After assessing 375 complaints, the seven judges on the Federal Electoral Tribunal scraped 81,080 votes in favor of Calderon, and 76,897 for his rival, leaving the conservative's razor thin margin of victory largely intact.
Calderon's advantage over Lopez Obrador dropped from about 244,000 votes to 239,751, giving him a 0.57 margin of the 41.7 million votes.
The decision strengthens Calderon's claim to the top office, but the tribunal has yet to officially rule on the validity of the July 2 balloting and must announce a president-elect by Sept. 6.
After Monday's announcement, Lopez Obrador said that the tribunal had decided to "validate the [electoral] fraud and back the petty criminals who robbed us of the election ... and open the door to the usurper who wants to take the presidency by means of a coup."
Calderon said that while the tribunal "has yet to decide on the validity of the election, we're headed in the right direction."
Lopez Obrador, a popular former Mexico City mayor and standard bearer of the Party of the Democratic Revolution (PRD) has repeatedly claimed that massive fraud marred the elections.
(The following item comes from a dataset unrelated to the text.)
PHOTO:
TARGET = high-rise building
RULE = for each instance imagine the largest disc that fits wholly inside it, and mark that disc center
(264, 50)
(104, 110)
But Calderon, of the ruling National Action Party (PAN) insisted he had clearly won the vote in what authorities said were the closest elections in Mexico's history.
Electoral authorities had rejected Lopez Obrador's demand for a full recount of the votes, but conducted a new tally of 9 percent of the ballots earlier this month.
Despite Lopez Obrador's fiery rhetoric, he and his followers were expected to abide by the court's final verdict as failure to do so could lead them to lose their standing as political parties as well as public funding.
On Sept. 16, they plan to hold a "democratic national convention" to discuss strategy in downtown Mexico City.
The meeting will coincide with celebrations marking national independence day.
In an interview with France's Le Monde newspaper last week, Lopez Obrador said the convention could go so far as to proclaim him president.
"The assembly could also decide to name a legitimate president, a head of government or a coordinating committee for civil resistance," he said.
A spokesman for Lopez Obrador's Common Good coalition said the dispute with the ruling party was "a confrontation between two Mexicos."
"One of them is represented by the government, corporate world and the big media that make decisions every day. On the other side are the people, who vote once every six years. We have decided to respect their choice," he said.
The new president will start his six-year term on Dec. 1, taking over from President Vicente Fox.